# Rage's Tips+Tricks For/Aganst The Eldar (in 6th)



## Ragewind (Aug 3, 2008)

You can now find the Tips and Tricks section at the full guide
Rage's Guide

If a Mod sees this post please delete


----------



## the_barwn (Jul 23, 2011)

Lance weapons seem especially fun in this version now with having armour value top out at 12 with their special rules


----------



## Ragewind (Aug 3, 2008)

the_barwn said:


> Lance weapons seem especially fun in this version now with having armour value top out at 12 with their special rules


They are, just expensive. Paying like 35 points for a Bright Lance (especially when DE pay like 10-15) is terrible. This means you need to macgyver the situation to your benefit.


----------



## Archon Dan (Feb 6, 2012)

Number 10. According to their respective FAQs, Lash Whips and Whip Coils are set value modifiers just like the Banshee Mask. Therefore, players have to roll off to see which takes precedence. 



Ragewind said:


> They are, just expensive. Paying like 35 points for a Bright Lance (especially when DE pay like 10-15) is terrible. This means you need to macgyver the situation to your benefit.


As far as actual Dark Lances go, units of Warriors can add them for 25 points. Of course, they do come stock on most vehicles. The lance weapons that DE get for 15 points are Blasters(18" range) and Blast Pistols(6" range). But the Eldar lance weapons should be comparable points in their new codex, when it releases.


----------



## seermaster (Feb 22, 2012)

hang on why are seer councils on bikes t5 please break it down for me


----------



## seermaster (Feb 22, 2012)

also were does it say autarchs get power from a unit they join


----------



## Ragewind (Aug 3, 2008)

seermaster said:


> hang on why are seer councils on bikes t5 please break it down for me


Because of the Eldar FAQ that was put out earlier, it amends the entry for Guardian Jetbikes on page 40 to include the rider receiving +1 toughness and then tells us our unit type changes. When you read what you're unit type gives you +1 toughness is among the rules you gain. 1+1+T3 = T5
This doesn't work for models that already have a Guardian Jetbike as part of its entry (like Guardian Jetbikes and Shinning Spears) since any bonus would already be apart of its profile. That rule is the second half of the rule Armored Steed in the BRB. If they ever change the FAQ to remove that bit then we lose it but because they decided to throw it in we gain T5 on models that buy Jetbike add-ons.



seermaster said:


> also were does it say autarchs get power from a unit they join


Somewhere at the start of the Eldar codex, right before it starts describing the units. I am not near a book but it is there.


> As far as actual Dark Lances go, units of Warriors can add them for 25 points.

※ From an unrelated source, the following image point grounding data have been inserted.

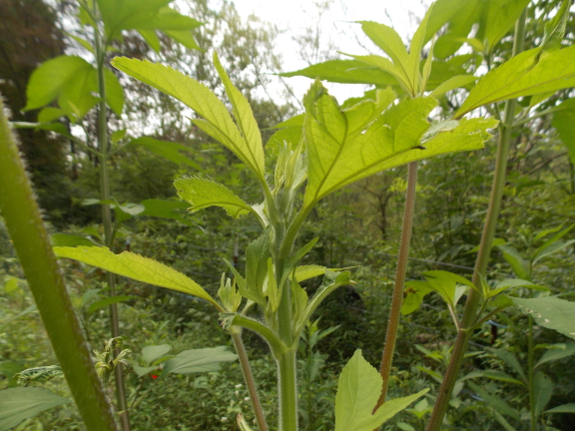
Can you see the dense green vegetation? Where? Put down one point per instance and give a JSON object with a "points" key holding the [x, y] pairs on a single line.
{"points": [[476, 311]]}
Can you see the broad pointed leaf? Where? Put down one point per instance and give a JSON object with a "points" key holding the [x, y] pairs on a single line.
{"points": [[523, 76], [345, 72], [17, 404], [136, 267], [217, 121], [198, 360], [245, 119], [202, 193], [359, 387]]}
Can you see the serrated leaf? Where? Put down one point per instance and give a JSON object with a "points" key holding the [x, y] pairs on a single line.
{"points": [[167, 150], [245, 119], [18, 404], [136, 267], [543, 389], [523, 76], [551, 312], [495, 402], [359, 387], [555, 355], [501, 18], [345, 72], [217, 121], [198, 360], [565, 408], [49, 80], [202, 193]]}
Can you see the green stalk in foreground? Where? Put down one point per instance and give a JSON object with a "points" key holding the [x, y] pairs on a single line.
{"points": [[100, 51], [395, 311], [473, 298], [26, 229]]}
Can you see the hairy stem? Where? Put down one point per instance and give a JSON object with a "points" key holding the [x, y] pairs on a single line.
{"points": [[26, 229], [100, 50], [473, 298], [393, 324], [249, 378]]}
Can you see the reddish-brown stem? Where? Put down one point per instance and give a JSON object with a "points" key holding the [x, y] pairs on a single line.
{"points": [[394, 314]]}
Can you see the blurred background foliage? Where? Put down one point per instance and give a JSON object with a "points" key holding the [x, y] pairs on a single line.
{"points": [[358, 226]]}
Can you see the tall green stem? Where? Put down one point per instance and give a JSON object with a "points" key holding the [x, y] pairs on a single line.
{"points": [[26, 229], [393, 324], [473, 298], [249, 378], [100, 46]]}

Of course, they do come stock on most vehicles. The lance weapons that DE get for 15 points are Blasters(18" range) and Blast Pistols(6" range). But the Eldar lance weapons should be comparable points in their new codex, when it releases.


Thats the trick isn't it? Unit of warriors can take them and indeed Guardians can take a Bright Lance for simlier points. However in the Eldar codex Dark Lances (and indeed the smaller cousins Blasters) can be found EVERYWHERE, whereas the Eldar only get it on Vehicles or Guardians.


----------